Recovering From Segment Failures

Recovering From Segment Failures

Segment host failures usually cause multiple segment failures: all primary or mirror segment instances on the host are marked as down and nonoperational. If mirroring is not enabled and a segment goes down, the system automatically becomes nonoperational.

A segment instance can fail for several reasons, such as a host failure, network failure, or disk failure. When a segment instance fails, its status is marked as down in the Greenplum Database system catalog, and its mirror is activated in change tracking mode. In order to bring the failed segment instance back into operation again, you must first correct the problem that made it fail in the first place, and then recover the segment instance in Greenplum Database using gprecoverseg.

If a segment host is not recoverable and you have lost one or more segment instances with mirroring enabled, you can attempt to recover a segment instance from its mirror. See When a segment host is not recoverable. You can also recreate your Greenplum Database system from backup files. See Backing Up and Restoring Databases.

To recover with mirroring enabled

  1. Ensure you can connect to the segment host from the master host. For example:
    $ ping failed_seg_host_address
  2. Troubleshoot the problem that prevents the master host from connecting to the segment host. For example, the host machine may need to be restarted or replaced.
  3. After the host is online and you can connect to it, run the gprecoverseg utility from the master host to reactivate the failed segment instances and start the process of sycnronizing the master and mirror instances. For example:
    $ gprecoverseg
  4. The recovery process brings up the failed segments and identifies the changed files that need to be synchronized. The process can take some time; wait for the process to complete.
  5. After gprecoverseg completes, the system goes into Resynchronizing mode and begins copying the changed files. This process runs in the background while the system is online and accepting database requests.
  6. When the resynchronization process completes, the system state is Synchronized. Run the gpstate utility to verify the status of the resynchronization process:
    $ gpstate -m

To return all segments to their preferred role

When a primary segment instance goes down, the mirror activates and becomes the primary segment. After running gprecoverseg, the currently active segment instance remains the primary and the failed segment becomes the mirror. The segment instances are not returned to the preferred role that they were given at system initialization time. This means that the system could be in a potentially unbalanced state if segment hosts have more active segments than is optimal for top system performance. To check for unbalanced segments and rebalance the system, run:

$ gpstate -e

All segments must be online and fully synchronized to rebalance the system.
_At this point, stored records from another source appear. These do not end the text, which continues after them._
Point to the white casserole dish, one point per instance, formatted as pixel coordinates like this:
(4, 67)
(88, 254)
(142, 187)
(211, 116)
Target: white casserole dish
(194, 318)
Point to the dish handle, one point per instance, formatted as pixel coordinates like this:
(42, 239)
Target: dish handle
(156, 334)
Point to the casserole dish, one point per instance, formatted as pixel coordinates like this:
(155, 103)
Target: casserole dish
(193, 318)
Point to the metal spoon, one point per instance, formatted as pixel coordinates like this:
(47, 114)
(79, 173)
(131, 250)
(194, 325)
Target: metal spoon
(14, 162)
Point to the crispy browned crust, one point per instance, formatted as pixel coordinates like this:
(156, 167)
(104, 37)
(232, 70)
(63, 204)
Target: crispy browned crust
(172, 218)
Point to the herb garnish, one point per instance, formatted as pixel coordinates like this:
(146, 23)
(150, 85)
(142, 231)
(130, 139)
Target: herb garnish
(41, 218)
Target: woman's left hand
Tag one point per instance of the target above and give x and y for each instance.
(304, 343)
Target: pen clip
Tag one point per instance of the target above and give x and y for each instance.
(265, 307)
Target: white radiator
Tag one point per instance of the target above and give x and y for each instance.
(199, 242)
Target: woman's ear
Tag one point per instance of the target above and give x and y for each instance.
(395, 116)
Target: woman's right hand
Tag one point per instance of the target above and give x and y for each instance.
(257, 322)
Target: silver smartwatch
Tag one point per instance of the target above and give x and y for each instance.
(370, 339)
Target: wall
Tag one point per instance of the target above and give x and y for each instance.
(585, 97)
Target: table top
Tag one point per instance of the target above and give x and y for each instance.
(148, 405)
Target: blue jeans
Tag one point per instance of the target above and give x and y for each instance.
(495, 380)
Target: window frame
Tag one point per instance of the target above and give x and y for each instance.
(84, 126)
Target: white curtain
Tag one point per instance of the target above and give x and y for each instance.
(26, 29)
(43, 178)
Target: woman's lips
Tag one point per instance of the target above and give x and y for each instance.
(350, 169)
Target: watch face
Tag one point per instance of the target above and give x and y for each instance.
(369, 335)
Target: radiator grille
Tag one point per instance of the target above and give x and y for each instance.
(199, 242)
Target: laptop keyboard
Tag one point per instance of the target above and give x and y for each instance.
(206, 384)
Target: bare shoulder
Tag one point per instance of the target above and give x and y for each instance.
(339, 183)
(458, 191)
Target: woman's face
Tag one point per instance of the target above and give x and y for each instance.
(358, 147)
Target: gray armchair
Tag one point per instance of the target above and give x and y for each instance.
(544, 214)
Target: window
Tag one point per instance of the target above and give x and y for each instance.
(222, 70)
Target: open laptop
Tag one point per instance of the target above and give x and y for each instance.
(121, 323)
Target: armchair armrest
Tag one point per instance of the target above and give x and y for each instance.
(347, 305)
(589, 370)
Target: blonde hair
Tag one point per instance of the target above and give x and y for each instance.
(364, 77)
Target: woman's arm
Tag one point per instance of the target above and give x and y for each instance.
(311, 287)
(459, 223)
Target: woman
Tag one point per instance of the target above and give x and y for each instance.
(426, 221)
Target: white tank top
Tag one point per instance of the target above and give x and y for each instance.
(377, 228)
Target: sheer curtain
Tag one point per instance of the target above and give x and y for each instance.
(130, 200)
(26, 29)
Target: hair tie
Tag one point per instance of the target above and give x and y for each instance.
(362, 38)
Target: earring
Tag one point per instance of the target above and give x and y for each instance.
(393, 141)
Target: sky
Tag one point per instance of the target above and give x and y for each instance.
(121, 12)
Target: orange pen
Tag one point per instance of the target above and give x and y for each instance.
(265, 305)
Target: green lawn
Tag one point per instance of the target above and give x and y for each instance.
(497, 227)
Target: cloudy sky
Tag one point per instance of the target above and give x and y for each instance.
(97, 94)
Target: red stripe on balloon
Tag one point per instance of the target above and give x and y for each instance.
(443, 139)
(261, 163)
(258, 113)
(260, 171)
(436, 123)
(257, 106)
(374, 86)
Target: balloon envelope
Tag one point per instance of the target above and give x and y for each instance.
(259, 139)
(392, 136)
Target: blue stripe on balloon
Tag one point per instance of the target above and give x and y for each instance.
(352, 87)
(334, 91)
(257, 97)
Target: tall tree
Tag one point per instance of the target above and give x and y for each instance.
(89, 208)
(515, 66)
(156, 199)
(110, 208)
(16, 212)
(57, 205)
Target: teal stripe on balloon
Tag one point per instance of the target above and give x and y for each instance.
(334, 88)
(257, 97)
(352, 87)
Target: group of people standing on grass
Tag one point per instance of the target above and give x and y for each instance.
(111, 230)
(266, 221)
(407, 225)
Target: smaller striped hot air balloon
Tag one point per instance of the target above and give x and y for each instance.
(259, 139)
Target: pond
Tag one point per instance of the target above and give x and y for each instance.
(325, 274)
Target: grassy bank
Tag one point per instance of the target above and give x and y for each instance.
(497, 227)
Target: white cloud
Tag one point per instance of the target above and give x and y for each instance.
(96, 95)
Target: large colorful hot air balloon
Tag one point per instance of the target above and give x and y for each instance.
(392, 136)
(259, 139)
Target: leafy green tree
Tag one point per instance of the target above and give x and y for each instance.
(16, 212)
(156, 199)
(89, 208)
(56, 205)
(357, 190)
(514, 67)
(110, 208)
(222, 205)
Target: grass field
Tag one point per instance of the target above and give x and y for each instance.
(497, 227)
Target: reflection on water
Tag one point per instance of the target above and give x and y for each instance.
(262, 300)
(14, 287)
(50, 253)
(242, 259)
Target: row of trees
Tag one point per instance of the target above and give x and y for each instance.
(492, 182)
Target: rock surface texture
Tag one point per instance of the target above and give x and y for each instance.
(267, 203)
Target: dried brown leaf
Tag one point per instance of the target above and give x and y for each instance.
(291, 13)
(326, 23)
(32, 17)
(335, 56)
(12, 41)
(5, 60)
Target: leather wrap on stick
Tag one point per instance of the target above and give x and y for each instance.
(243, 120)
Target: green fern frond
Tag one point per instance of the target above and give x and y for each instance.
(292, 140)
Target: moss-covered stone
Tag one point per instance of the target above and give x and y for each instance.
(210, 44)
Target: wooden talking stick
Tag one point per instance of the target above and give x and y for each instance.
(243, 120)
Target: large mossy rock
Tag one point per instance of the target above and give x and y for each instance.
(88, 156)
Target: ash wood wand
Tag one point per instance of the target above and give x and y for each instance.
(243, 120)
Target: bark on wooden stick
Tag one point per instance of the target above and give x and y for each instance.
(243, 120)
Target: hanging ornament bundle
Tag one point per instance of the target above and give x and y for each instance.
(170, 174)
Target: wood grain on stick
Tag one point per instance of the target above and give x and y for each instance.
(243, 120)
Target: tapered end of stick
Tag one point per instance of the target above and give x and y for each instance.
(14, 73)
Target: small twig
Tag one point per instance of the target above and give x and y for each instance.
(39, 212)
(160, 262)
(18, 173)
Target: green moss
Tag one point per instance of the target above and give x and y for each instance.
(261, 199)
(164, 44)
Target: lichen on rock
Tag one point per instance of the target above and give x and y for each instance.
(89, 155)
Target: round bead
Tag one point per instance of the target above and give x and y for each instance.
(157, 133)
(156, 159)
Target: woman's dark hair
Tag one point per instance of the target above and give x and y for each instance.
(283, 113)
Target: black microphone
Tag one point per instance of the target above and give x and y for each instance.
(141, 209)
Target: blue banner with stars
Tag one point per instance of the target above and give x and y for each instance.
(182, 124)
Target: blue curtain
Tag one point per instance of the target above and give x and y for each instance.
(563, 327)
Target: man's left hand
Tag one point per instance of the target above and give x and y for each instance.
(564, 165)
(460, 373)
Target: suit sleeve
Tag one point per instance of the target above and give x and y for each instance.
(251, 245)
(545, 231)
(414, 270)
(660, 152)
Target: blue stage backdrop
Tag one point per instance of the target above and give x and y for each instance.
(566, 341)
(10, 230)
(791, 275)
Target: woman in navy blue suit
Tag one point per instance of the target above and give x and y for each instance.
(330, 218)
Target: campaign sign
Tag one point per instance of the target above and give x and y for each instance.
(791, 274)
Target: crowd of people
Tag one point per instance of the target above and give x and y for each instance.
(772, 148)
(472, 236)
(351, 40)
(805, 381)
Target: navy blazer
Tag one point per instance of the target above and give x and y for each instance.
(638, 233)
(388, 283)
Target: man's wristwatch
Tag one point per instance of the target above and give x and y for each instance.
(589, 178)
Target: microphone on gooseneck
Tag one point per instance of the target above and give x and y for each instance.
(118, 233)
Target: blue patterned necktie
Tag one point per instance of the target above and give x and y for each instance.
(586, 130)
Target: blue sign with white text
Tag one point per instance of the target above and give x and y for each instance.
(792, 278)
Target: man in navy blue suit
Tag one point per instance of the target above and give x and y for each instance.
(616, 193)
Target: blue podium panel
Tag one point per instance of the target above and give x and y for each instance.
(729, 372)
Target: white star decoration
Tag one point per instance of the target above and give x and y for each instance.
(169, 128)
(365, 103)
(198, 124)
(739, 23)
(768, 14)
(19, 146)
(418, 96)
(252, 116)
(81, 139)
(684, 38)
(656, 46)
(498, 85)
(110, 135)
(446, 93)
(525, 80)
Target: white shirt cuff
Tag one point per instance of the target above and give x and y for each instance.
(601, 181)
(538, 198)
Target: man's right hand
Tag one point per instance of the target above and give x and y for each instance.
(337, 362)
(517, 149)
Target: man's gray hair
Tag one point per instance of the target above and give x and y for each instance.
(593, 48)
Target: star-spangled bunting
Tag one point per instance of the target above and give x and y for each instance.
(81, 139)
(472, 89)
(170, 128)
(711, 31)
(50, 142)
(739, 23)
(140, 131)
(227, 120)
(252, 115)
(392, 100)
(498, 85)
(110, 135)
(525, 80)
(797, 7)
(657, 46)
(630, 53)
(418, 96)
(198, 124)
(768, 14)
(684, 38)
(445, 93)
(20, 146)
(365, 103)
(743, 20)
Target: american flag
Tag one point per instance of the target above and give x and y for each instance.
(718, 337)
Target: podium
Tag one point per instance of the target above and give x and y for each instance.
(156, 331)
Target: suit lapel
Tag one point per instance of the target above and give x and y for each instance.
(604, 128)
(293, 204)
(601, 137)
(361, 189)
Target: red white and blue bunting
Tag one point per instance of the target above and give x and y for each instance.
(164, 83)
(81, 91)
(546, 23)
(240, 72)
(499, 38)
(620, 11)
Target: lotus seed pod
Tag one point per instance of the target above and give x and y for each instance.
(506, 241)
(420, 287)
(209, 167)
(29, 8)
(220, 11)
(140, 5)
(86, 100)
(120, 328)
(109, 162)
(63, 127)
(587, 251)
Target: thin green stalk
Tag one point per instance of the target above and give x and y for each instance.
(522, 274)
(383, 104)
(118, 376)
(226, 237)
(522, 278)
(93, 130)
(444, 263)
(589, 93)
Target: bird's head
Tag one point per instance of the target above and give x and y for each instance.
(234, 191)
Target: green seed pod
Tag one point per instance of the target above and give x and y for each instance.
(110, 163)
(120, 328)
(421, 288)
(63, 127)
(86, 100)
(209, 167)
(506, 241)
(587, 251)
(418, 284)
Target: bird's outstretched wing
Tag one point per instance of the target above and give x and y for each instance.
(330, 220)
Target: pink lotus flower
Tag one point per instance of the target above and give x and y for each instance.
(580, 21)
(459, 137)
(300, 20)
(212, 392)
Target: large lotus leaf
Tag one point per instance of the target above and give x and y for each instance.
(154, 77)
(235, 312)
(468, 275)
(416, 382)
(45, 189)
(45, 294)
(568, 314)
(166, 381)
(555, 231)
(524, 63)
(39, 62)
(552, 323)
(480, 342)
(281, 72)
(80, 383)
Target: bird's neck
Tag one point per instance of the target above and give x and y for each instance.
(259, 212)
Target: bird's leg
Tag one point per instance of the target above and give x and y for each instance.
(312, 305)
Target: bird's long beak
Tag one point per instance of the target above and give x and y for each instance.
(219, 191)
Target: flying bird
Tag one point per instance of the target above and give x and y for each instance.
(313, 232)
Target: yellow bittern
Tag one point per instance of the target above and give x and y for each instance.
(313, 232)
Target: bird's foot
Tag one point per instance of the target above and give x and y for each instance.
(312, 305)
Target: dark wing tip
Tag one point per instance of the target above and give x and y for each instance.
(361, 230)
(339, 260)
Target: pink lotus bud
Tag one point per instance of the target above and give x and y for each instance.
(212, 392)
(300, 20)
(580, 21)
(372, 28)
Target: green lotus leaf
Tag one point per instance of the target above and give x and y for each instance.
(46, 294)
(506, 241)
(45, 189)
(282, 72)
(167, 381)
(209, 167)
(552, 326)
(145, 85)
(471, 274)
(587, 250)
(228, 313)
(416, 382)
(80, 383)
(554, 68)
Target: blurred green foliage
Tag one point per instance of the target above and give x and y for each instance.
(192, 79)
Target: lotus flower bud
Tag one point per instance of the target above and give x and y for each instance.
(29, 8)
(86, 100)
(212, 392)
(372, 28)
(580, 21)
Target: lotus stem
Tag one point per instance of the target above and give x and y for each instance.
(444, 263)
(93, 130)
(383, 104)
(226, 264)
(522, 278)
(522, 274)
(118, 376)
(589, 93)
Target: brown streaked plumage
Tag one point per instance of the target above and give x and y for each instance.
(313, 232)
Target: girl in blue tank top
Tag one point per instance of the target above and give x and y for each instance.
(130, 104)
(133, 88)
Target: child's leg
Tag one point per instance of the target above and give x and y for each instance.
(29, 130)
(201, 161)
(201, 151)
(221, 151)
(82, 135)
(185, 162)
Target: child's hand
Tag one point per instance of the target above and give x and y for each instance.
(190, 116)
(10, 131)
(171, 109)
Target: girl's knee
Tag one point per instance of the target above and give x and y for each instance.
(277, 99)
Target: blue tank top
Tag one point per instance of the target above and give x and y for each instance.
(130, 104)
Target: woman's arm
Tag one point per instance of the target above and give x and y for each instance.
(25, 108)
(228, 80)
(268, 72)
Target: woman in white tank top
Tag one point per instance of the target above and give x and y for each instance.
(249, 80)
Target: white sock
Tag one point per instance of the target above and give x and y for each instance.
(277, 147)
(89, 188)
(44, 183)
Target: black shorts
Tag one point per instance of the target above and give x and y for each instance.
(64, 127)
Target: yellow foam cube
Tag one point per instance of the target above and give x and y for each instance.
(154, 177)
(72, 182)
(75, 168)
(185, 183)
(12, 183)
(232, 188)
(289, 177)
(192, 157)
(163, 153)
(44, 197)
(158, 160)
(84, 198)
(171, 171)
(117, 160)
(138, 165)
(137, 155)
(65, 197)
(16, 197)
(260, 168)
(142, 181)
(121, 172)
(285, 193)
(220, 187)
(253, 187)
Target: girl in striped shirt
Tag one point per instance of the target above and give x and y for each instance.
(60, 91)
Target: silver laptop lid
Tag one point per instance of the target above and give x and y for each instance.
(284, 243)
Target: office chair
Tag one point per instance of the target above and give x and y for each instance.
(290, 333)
Database sessions remain connected during rebalancing, but queries in progress are canceled and rolled back.

  1. Run gpstate -m to ensure all mirrors are Synchronized.
    $ gpstate -m
  2. If any mirrors are in Resynchronizing mode, wait for them to complete.
  3. Run gprecoverseg with the -r option to return the segments to their preferred roles.
    $ gprecoverseg -r
  4. After rebalancing, run gpstate -e to confirm all segments are in their preferred roles.
    $ gpstate -e

To recover from a double fault

In a double fault, both a primary segment and its mirror are down. This can occur if hardware failures on different segment hosts happen simultaneously. Greenplum Database is unavailable if a double fault occurs.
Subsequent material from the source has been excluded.